Recently I was at a private briefing with a high-ranking member of the Japanese government. Japan had just announced it was going to resuming whaling. I outlined to him why I thought it made no sense, and asked him to respond. His answer was astonishingly frank.

“I agree with you,” he said. “Antarctic whaling is not part of Japanese culture. It is terrible for our international image and there is no commercial demand for the meat. I think in another 10 years there will be no deep sea whaling in Japan.”

“So why not stop now?” asked another journalist.

“There are some important political reasons why it is difficult to stop now.” he said. He would say no more.

But Junko Sakuma thinks the answer lies in the fact that Japan’s whaling is government-run, a large bureaucracy with research budgets, annual plans, promotions and pensions.

“If the number of staff in a bureaucrat’s office decreases while they are in charge, they feel tremendous shame,” she says.

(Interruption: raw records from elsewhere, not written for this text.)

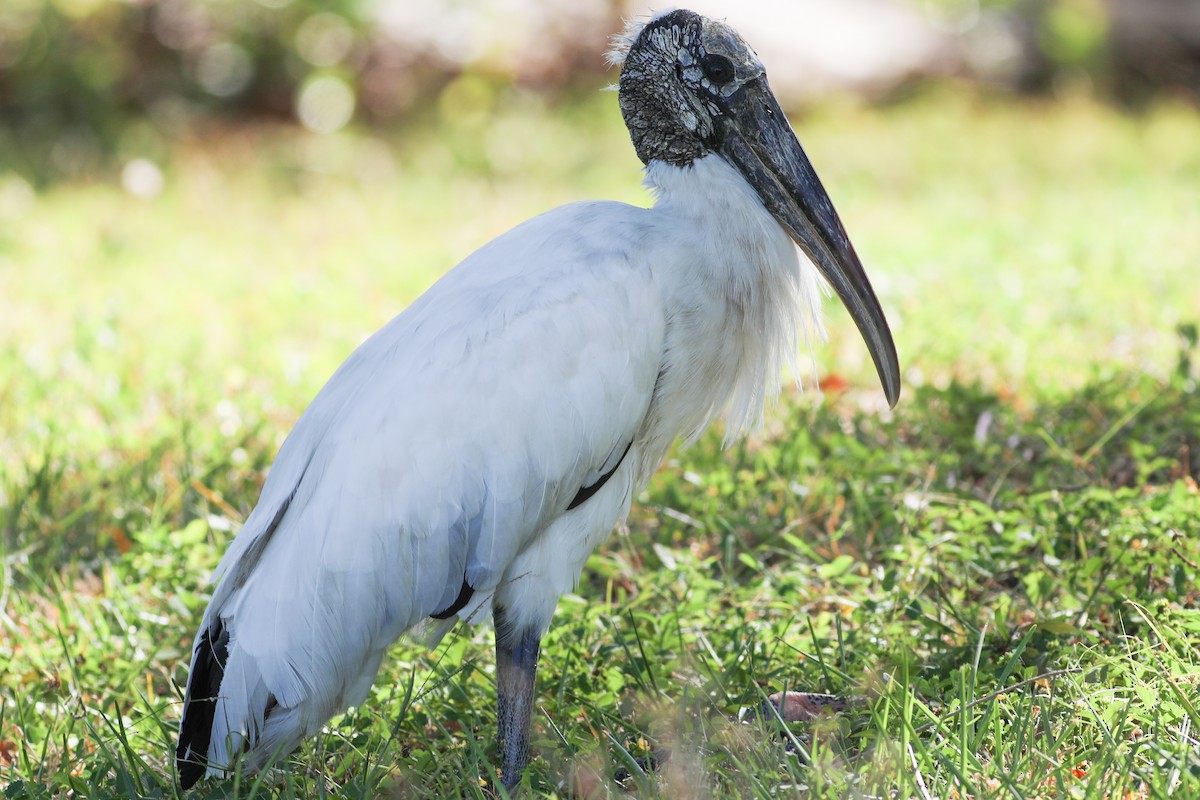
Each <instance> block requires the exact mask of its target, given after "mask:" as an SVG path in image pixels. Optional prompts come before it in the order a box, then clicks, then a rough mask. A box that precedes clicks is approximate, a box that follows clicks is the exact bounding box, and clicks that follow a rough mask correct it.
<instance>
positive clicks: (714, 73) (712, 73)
mask: <svg viewBox="0 0 1200 800" xmlns="http://www.w3.org/2000/svg"><path fill="white" fill-rule="evenodd" d="M700 68H701V70H703V71H704V77H706V78H708V79H709V80H712V82H713V83H719V84H720V83H728V82H731V80H733V62H732V61H730V60H728V59H727V58H725V56H724V55H716V54H715V53H709V54H708V55H706V56H704V58H702V59H701V60H700Z"/></svg>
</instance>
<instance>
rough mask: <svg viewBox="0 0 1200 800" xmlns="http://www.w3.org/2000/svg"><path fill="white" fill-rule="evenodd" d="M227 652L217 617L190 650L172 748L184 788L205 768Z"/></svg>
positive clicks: (198, 779)
mask: <svg viewBox="0 0 1200 800" xmlns="http://www.w3.org/2000/svg"><path fill="white" fill-rule="evenodd" d="M228 656H229V631H227V630H226V627H224V624H223V622H222V621H221V620H220V619H217V621H216V624H215V625H214V626H212V627H211V628H209V630H206V631H205V632H204V636H203V637H200V642H199V644H197V645H196V652H193V654H192V675H191V679H190V680H188V681H187V696H186V697H185V698H184V718H182V721H180V723H179V747H178V748H176V750H175V769H176V770H179V784H180V786H181V787H182V788H184V789H190V788H192V787H193V786H194V784H196V782H197V781H199V780H200V778H202V777H204V772H205V771H206V770H208V753H209V742H210V741H211V739H212V720H214V716H215V715H216V710H217V693H218V692H220V691H221V681H222V680H224V666H226V660H227V658H228Z"/></svg>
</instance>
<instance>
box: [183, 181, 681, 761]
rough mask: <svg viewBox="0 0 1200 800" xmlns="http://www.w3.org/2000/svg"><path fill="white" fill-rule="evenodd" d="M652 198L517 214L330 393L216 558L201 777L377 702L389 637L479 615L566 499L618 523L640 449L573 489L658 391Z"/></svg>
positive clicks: (406, 316)
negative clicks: (644, 252)
mask: <svg viewBox="0 0 1200 800" xmlns="http://www.w3.org/2000/svg"><path fill="white" fill-rule="evenodd" d="M644 213H646V211H644V210H640V209H632V207H630V206H623V205H619V204H600V203H590V204H577V205H572V206H565V207H563V209H558V210H556V211H554V212H550V213H547V215H542V216H541V217H538V218H535V219H532V221H529V222H528V223H526V224H523V225H521V227H518V228H516V229H514V230H512V231H510V233H509V234H506V235H504V236H502V237H499V239H497V240H494V241H492V242H491V243H488V245H487V246H485V247H484V248H481V249H480V251H478V252H476V253H475V254H473V255H472V257H469V258H468V259H467V260H464V261H463V263H462V264H461V265H458V266H457V267H456V269H455V270H452V271H451V272H450V273H448V275H446V276H445V277H444V278H443V279H442V281H440V282H439V283H438V284H436V285H434V287H433V288H432V289H430V291H427V293H426V294H425V295H422V296H421V297H420V299H419V300H418V301H416V302H414V303H413V306H410V307H409V308H408V309H406V311H404V312H403V313H402V314H400V315H398V317H397V318H396V319H394V320H392V321H391V323H389V324H388V325H386V326H385V327H384V329H382V330H380V331H379V332H378V333H376V335H374V336H372V337H371V338H370V339H367V341H366V342H365V343H364V344H362V345H361V347H360V348H359V349H358V350H355V353H354V354H353V355H352V356H350V357H349V359H348V360H347V361H346V362H344V363H343V365H342V366H341V368H338V371H337V372H336V373H335V375H334V377H332V378H331V379H330V381H329V383H328V384H326V386H325V387H324V389H323V390H322V391H320V392H319V393H318V396H317V397H316V398H314V399H313V402H312V404H311V405H310V407H308V409H307V410H306V411H305V414H304V415H302V416H301V419H300V421H299V422H298V425H296V427H295V429H294V431H293V433H292V434H290V435H289V438H288V439H287V441H286V443H284V445H283V447H282V449H281V451H280V453H278V456H277V458H276V462H275V464H274V465H272V468H271V473H270V475H269V477H268V481H266V483H265V486H264V488H263V493H262V497H260V499H259V503H258V506H257V507H256V509H254V511H253V512H252V513H251V516H250V517H248V519H247V521H246V524H245V527H244V529H242V530H241V531H240V533H239V535H238V537H236V540H235V541H234V543H233V545H232V546H230V549H229V551H228V552H227V554H226V557H224V559H223V560H222V563H221V565H220V566H218V569H217V575H220V576H221V579H220V583H218V585H217V588H216V590H215V593H214V597H212V600H211V602H210V606H209V609H208V612H206V613H205V616H204V622H203V625H202V627H200V631H199V633H198V634H197V638H196V652H194V655H193V663H192V673H191V678H190V681H188V690H187V691H188V694H187V700H186V704H185V717H184V720H182V722H181V728H180V745H179V757H180V760H181V776H184V777H185V782H187V781H186V778H187V777H190V776H192V775H194V778H198V777H199V776H200V774H202V772H203V768H202V766H199V765H198V764H199V762H210V763H211V764H215V765H222V764H224V763H226V758H224V745H223V742H226V741H227V736H232V739H229V741H230V742H232V744H233V746H234V751H235V752H236V751H239V750H242V748H244V747H246V748H248V750H250V753H248V754H247V757H246V760H247V763H250V764H251V765H254V764H256V763H260V762H262V760H264V759H265V758H266V757H269V756H270V754H271V752H272V751H274V750H276V748H280V747H282V748H288V747H290V746H292V745H294V742H295V741H298V740H299V739H300V738H302V736H305V735H308V734H311V733H313V732H316V730H317V729H319V726H320V724H322V723H323V722H324V721H325V720H326V718H328V717H329V716H330V715H332V714H335V712H336V711H337V710H340V709H342V708H344V706H347V705H350V704H356V703H359V702H361V700H362V699H364V697H365V696H366V693H367V691H368V688H370V685H371V680H372V679H373V676H374V673H376V672H377V669H378V663H379V658H380V656H382V654H383V651H384V649H385V648H386V646H388V645H389V644H390V643H391V642H394V640H395V639H396V637H398V636H400V634H401V633H402V632H403V631H406V630H408V628H410V627H413V626H414V625H416V624H418V622H420V621H421V620H425V619H427V618H430V616H431V615H433V614H438V613H439V612H443V610H446V609H448V608H450V607H451V606H454V604H455V602H456V601H457V600H458V599H460V596H461V595H462V594H463V593H464V590H466V589H467V588H468V587H469V588H470V597H469V600H470V602H469V603H467V604H463V606H462V607H461V608H457V609H455V612H456V614H457V615H461V616H472V618H480V619H481V618H485V615H486V612H487V610H488V609H490V602H491V601H492V597H493V595H494V593H496V591H497V588H498V587H502V584H504V582H506V581H512V579H514V578H515V576H510V575H509V567H510V566H511V565H512V564H514V561H515V560H516V559H517V557H518V555H520V554H521V553H522V552H523V551H527V549H529V548H530V546H533V543H534V542H535V540H536V539H538V536H539V535H542V534H544V531H546V530H547V529H551V528H552V527H553V525H554V524H556V522H557V523H558V527H559V528H563V522H562V519H563V518H564V517H572V521H574V522H571V525H574V528H572V529H571V530H572V536H574V537H575V539H580V537H581V535H582V537H583V539H594V537H595V536H596V535H598V534H607V533H608V530H611V528H612V527H613V524H614V523H616V522H617V518H618V517H619V516H620V515H622V513H623V512H624V509H626V507H628V501H629V495H630V493H631V488H630V487H631V486H632V485H634V483H635V482H637V481H638V480H641V477H640V476H636V475H635V474H634V471H635V470H634V469H632V467H630V468H629V469H626V470H625V473H623V474H622V475H620V477H622V480H623V481H624V486H625V491H624V492H622V493H617V492H613V493H611V494H612V495H613V497H608V495H605V497H601V498H599V499H598V500H595V501H592V500H589V504H588V507H587V509H578V507H576V509H571V510H570V511H569V510H568V506H569V505H570V504H571V501H572V499H574V498H576V495H577V494H578V492H580V489H581V488H582V487H584V486H589V485H594V483H595V482H596V480H598V479H600V477H602V476H604V475H605V474H606V473H607V471H611V470H612V468H613V465H614V464H616V463H617V462H620V461H623V458H624V456H625V455H626V452H628V451H629V449H630V445H631V443H632V440H634V438H635V437H636V434H637V431H638V428H640V426H641V423H642V421H643V420H644V417H646V414H647V409H648V407H649V403H650V399H652V396H653V392H654V386H655V380H656V377H658V371H659V366H660V365H659V362H660V354H661V350H662V338H664V336H665V324H666V323H665V317H664V309H662V302H661V297H660V296H659V290H658V287H656V285H655V283H654V279H653V277H652V273H650V271H649V270H648V269H646V265H644V264H640V263H638V261H637V260H636V259H630V258H629V253H630V252H631V249H630V248H631V247H632V245H631V243H630V242H631V241H635V240H636V239H637V237H638V236H640V235H641V228H640V225H641V224H642V218H643V217H642V215H644ZM614 219H616V221H617V222H620V223H622V224H619V225H617V227H616V229H617V230H624V231H626V236H624V237H620V236H618V237H613V236H612V230H613V227H612V225H611V223H612V221H614ZM601 230H604V231H607V233H606V235H604V236H601V235H600V231H601ZM655 463H656V459H655ZM631 464H632V462H631ZM643 471H644V470H643ZM599 505H602V506H604V507H598V506H599ZM568 527H569V528H570V525H568ZM575 529H581V530H575ZM592 546H594V542H592V545H590V546H588V547H587V551H588V552H590V548H592ZM586 555H587V553H583V557H582V558H586ZM576 560H578V559H576ZM575 577H577V570H576V571H575ZM521 579H522V581H527V578H526V577H523V576H522V577H521ZM572 579H574V578H572ZM527 583H532V582H529V581H527ZM560 591H562V589H559V590H558V593H556V594H554V595H553V599H554V600H557V596H558V594H559V593H560ZM552 608H553V604H551V610H552ZM452 620H454V618H452V616H451V619H450V621H451V622H452ZM545 621H546V622H548V614H547V618H546V620H545ZM214 691H215V697H216V698H217V700H216V702H215V703H210V702H204V698H206V697H212V696H214ZM186 763H193V764H192V766H191V770H190V772H184V771H182V765H184V764H186ZM214 771H216V770H214ZM194 778H193V780H194Z"/></svg>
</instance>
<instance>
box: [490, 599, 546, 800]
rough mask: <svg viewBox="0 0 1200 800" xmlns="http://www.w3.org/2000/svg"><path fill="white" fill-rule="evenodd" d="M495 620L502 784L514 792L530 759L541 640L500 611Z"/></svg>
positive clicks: (498, 610)
mask: <svg viewBox="0 0 1200 800" xmlns="http://www.w3.org/2000/svg"><path fill="white" fill-rule="evenodd" d="M493 616H494V619H496V697H497V706H496V721H497V726H498V728H499V741H500V753H502V756H500V757H502V759H503V765H502V771H500V782H502V783H504V788H505V789H512V788H514V787H515V786H516V784H517V783H520V782H521V771H522V770H523V769H524V765H526V760H528V758H529V721H530V717H532V715H533V698H534V688H535V685H536V675H538V651H539V649H540V644H541V637H540V636H539V634H538V632H536V631H533V630H528V628H527V630H522V631H518V630H514V628H512V626H511V625H508V624H506V621H505V619H504V609H500V608H497V609H496V612H494V614H493Z"/></svg>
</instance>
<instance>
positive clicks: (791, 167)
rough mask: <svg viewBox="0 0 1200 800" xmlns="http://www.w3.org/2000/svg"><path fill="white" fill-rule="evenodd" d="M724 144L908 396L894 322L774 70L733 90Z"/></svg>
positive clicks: (763, 201)
mask: <svg viewBox="0 0 1200 800" xmlns="http://www.w3.org/2000/svg"><path fill="white" fill-rule="evenodd" d="M727 103H728V115H727V116H725V118H724V119H722V120H721V122H722V130H721V131H720V133H719V136H720V142H719V144H718V148H719V150H720V152H721V154H722V155H724V156H726V157H727V158H728V160H730V161H731V162H732V163H733V164H734V166H736V167H737V168H738V169H740V170H742V174H743V175H745V178H746V180H748V181H750V185H751V186H754V187H755V190H756V191H757V192H758V197H760V198H762V201H763V205H766V206H767V210H768V211H770V213H772V216H774V217H775V219H778V221H779V224H781V225H784V228H785V229H786V230H787V233H788V234H790V235H791V236H792V239H793V240H794V241H796V243H797V245H799V246H800V249H803V251H804V253H805V254H806V255H808V257H809V258H810V259H811V260H812V263H814V264H815V265H816V267H817V269H818V270H821V273H822V275H823V276H824V277H826V279H827V281H829V284H830V285H833V289H834V291H836V293H838V296H839V297H841V301H842V303H845V306H846V309H847V311H848V312H850V315H851V317H852V318H853V320H854V324H856V325H858V330H859V331H860V332H862V335H863V338H864V339H865V341H866V348H868V349H869V350H870V351H871V359H872V360H874V361H875V369H876V372H878V374H880V383H882V384H883V393H884V395H886V396H887V398H888V405H892V407H894V405H895V404H896V401H898V399H899V398H900V360H899V357H898V356H896V348H895V343H894V342H893V341H892V330H890V329H889V327H888V320H887V319H886V318H884V317H883V309H882V308H881V307H880V301H878V300H877V299H876V296H875V290H874V289H871V282H870V281H869V279H868V278H866V272H865V271H864V270H863V265H862V263H860V261H859V260H858V255H857V254H856V253H854V247H853V245H851V242H850V236H847V235H846V229H845V228H844V227H842V224H841V219H839V218H838V212H836V211H835V210H834V207H833V201H832V200H830V199H829V194H828V193H826V191H824V187H823V186H822V185H821V179H820V178H817V174H816V170H814V169H812V164H811V163H809V158H808V156H805V155H804V149H803V148H800V143H799V140H797V138H796V133H793V132H792V127H791V126H790V125H788V124H787V118H786V116H785V115H784V112H782V110H781V109H780V108H779V103H778V102H776V101H775V96H774V95H773V94H772V91H770V88H769V86H768V85H767V79H766V77H761V78H757V79H756V80H752V82H750V83H748V84H745V85H743V86H742V88H740V89H739V90H737V91H736V92H733V95H731V96H730V97H728V98H727Z"/></svg>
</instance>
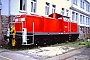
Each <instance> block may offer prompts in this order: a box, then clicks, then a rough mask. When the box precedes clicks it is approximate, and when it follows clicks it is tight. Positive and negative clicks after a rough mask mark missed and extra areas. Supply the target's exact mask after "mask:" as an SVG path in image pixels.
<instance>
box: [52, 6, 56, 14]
mask: <svg viewBox="0 0 90 60" xmlns="http://www.w3.org/2000/svg"><path fill="white" fill-rule="evenodd" d="M55 11H56V5H52V13H55Z"/></svg>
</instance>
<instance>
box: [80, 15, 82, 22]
mask: <svg viewBox="0 0 90 60" xmlns="http://www.w3.org/2000/svg"><path fill="white" fill-rule="evenodd" d="M80 24H82V15H80Z"/></svg>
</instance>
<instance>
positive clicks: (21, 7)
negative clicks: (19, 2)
mask: <svg viewBox="0 0 90 60" xmlns="http://www.w3.org/2000/svg"><path fill="white" fill-rule="evenodd" d="M20 10H24V11H25V10H26V0H20Z"/></svg>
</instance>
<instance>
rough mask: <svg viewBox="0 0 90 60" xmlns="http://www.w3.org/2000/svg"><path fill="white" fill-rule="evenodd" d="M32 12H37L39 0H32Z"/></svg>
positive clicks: (35, 12)
mask: <svg viewBox="0 0 90 60" xmlns="http://www.w3.org/2000/svg"><path fill="white" fill-rule="evenodd" d="M30 4H31V11H30V12H31V13H36V12H37V10H36V9H37V0H31V2H30Z"/></svg>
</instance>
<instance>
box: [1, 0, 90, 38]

“Which means most of the bureaucrats will fight to keep the whaling section in their ministry at all costs. And that is true with the politicians as well. If the issue is closely related to their constituency, they will promise to bring back commercial whaling. It is a way of keeping their seats.”

It may seem incredibly banal. But Japan’s determination to continue whaling may come down to a handful of MPs from whaling constituencies and a few hundred bureaucrats who don’t want to see their budgets cut.